Non sarebbero necessari ulteriori aggiustamenti negli anni seguenti: dal 2031 la spesa primaria potrebbe anzi crescere un po’ più rapidamente del Pil, grazie al risparmio della spesa per interessi alla riduzione del rapporto debito/Pil. Il rapporto di debito, dopo aver raggiunto un picco nel 2027, inizierebbe a scendere. Nei sette anni tra il 2027 (il primo che verrebbe considerato per valutare la regola di riduzione del debito a una velocità media di un punto all’anno) e il 2033, il debito scenderebbe a una velocità media di 1,2 punti percentuali, rispettando quindi la regola.


[2] Per il periodo 2025-27, la Commissione potrà però ridurre l’aggiustamento richiesto per un importo pari all’ aumento previsto per la spesa per interesse rispetto al Pil. Tuttavia, alla luce dell’elevato debito pubblico italiano, questo “sconto” potrebbe non essere concesso, come ipotizzato nel seguito di questa nota.
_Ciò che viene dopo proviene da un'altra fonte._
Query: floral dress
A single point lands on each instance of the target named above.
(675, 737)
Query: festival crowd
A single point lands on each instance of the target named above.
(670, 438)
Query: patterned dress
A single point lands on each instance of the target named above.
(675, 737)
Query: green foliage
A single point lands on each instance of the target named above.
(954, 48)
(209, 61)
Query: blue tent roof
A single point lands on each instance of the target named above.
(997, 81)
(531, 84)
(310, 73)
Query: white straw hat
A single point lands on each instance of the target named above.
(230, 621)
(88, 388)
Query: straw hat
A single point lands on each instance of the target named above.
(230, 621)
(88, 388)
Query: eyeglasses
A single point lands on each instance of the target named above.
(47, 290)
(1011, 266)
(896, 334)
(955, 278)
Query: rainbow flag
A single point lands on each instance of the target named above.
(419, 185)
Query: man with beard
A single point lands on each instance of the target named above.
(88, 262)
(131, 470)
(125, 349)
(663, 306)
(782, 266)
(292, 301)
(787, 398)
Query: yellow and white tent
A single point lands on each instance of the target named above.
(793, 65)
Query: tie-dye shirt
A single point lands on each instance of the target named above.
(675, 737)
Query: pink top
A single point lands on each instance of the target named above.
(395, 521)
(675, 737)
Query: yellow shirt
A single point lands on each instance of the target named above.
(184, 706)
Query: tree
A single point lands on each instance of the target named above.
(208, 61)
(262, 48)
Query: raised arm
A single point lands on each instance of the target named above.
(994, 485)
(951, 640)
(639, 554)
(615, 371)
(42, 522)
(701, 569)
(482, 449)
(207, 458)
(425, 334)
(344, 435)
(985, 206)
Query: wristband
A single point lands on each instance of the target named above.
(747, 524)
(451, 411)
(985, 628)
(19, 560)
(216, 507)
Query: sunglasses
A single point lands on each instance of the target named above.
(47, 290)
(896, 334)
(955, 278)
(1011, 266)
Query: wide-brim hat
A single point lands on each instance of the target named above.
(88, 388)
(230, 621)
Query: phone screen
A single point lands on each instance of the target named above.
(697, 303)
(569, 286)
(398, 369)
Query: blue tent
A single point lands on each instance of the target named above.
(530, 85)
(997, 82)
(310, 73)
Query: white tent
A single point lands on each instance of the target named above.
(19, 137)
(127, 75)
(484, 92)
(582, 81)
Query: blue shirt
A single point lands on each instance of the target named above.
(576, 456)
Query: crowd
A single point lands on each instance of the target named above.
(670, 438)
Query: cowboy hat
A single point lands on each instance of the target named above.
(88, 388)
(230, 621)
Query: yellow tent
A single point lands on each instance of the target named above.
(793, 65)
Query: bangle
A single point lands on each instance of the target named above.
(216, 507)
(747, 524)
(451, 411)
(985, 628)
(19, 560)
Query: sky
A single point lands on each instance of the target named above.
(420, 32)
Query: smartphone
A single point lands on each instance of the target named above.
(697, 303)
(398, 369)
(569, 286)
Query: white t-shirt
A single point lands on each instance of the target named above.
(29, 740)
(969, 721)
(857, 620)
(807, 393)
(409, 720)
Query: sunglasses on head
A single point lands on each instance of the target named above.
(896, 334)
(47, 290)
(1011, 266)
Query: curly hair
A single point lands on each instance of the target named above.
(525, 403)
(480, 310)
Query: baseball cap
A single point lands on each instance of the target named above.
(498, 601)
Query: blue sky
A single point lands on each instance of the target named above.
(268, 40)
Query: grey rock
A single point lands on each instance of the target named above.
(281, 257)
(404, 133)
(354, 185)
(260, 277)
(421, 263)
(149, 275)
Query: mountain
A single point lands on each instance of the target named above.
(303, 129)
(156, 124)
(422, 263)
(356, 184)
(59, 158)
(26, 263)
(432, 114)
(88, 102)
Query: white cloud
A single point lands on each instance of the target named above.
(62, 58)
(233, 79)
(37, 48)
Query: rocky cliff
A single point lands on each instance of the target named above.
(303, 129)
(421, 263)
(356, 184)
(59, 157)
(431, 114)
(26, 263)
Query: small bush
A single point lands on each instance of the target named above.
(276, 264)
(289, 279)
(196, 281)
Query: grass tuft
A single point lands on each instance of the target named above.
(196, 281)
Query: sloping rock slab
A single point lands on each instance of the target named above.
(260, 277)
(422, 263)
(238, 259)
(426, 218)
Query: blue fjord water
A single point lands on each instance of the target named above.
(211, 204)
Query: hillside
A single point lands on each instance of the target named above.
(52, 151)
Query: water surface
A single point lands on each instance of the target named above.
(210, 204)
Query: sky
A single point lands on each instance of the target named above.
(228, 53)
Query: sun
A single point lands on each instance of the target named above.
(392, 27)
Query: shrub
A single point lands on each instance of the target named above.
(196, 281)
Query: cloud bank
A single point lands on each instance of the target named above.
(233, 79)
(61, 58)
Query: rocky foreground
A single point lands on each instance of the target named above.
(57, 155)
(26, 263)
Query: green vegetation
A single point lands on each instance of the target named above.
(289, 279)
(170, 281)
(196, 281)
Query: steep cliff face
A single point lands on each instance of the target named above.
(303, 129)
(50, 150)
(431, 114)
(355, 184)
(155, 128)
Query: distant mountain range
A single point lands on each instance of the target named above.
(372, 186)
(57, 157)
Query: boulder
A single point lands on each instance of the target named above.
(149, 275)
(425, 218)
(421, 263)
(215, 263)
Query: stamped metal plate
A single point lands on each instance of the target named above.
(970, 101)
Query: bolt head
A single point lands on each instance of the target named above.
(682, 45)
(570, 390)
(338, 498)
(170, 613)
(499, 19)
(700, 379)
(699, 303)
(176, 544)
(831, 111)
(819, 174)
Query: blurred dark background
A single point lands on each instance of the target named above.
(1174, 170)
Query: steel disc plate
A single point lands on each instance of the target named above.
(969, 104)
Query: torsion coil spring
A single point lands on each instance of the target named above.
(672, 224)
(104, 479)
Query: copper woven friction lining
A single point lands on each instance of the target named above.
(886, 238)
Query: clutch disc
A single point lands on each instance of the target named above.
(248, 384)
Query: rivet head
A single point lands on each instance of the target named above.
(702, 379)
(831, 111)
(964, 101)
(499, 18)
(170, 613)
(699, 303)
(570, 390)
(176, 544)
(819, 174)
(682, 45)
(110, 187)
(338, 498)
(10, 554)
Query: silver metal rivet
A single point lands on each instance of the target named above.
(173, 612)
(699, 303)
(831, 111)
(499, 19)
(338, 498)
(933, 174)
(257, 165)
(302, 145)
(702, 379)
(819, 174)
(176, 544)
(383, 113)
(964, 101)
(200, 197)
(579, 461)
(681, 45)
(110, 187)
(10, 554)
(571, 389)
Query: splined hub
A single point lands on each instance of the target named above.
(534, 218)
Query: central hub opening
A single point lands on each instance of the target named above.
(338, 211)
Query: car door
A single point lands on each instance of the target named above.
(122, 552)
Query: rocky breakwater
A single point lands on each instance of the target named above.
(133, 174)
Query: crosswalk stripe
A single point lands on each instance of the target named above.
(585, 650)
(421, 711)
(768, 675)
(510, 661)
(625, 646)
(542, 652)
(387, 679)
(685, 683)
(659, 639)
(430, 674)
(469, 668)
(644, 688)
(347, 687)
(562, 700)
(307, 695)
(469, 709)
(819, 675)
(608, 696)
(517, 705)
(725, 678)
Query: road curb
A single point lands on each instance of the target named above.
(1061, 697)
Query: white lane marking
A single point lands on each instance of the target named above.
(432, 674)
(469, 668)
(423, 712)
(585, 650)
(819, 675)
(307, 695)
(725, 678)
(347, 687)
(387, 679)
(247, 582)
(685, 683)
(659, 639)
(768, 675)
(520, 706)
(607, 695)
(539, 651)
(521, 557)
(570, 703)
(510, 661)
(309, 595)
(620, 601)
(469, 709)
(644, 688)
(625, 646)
[4] Come nota Lucio Pench (vedi Bruegel Policy Brief n 08/24, “Three risks that must be addressed for new European Union fiscal rules to succeed”), nella riforma manca un riferimento specifico all’interazione tra regole sotto EDP e regole del braccio preventivo; secondo Pench però l’applicazione delle regole del braccio preventivo non dovrebbe comportare un freno al funzionamento di quelle dell’EDP, e in caso di conflitto, dovrebbero prevalere queste ultime.

[5] Vedi: Commissione europea, Capitolo III (Reference Trajectory) del sopra citato regolamento No 1466/97, Articolo 5. Le riforme e investimenti considerati rilevanti sono quelli che migliorano la resilienza e il potenziale di crescita, aiutano la sostenibilità dei conti pubblici e sono in linea con le priorità dell’UE, quali transizione equa, verde e digitale, sicurezza energetica, resilienza sociale ed economica e difesa.

[6] Vedi: Commissione europea, Capitolo III (Reference Trajectory), Articolo 6b, del sopra citato regolamento No 1466/97. Nel caso di aggiustamento in quattro anni, la velocità di aggiustamento del deficit primario strutturale dovrebbe essere dello 0,4 per cento all’anno.

[7] Vedi: Commissione europea, Capitolo III (Reference Trajectory), Articolo 6a del sopracitato regolamento 1466/97.

[8] Vedi: Documento di Economia e Finanza 2024 – Sezione I, pp. 7, 65 e 75, e Documento di Economia e Finanza 2024 – Sezione II, p. 13. Le misure introdotte sul Superbonus sono di 1-2 miliardi l’anno, in riduzione del deficit tra il 2025 e il 2028 e in aumento per gli anni seguenti.

[9] Per semplicità si ipotizza che questi aumenti di spesa non comportino aumenti del Pil. Se questo avvenisse, il quadro di finanza pubblica risulterebbe leggermente migliore di quello incluso nelle tavole in termini di livelli di deficit e debito.

[10] Il tasso di crescita della popolazione utilizzato per questo calcolo e nel seguito (circa -0,2 per cento l’anno) è quello calcolato sulla base delle previsioni Istat.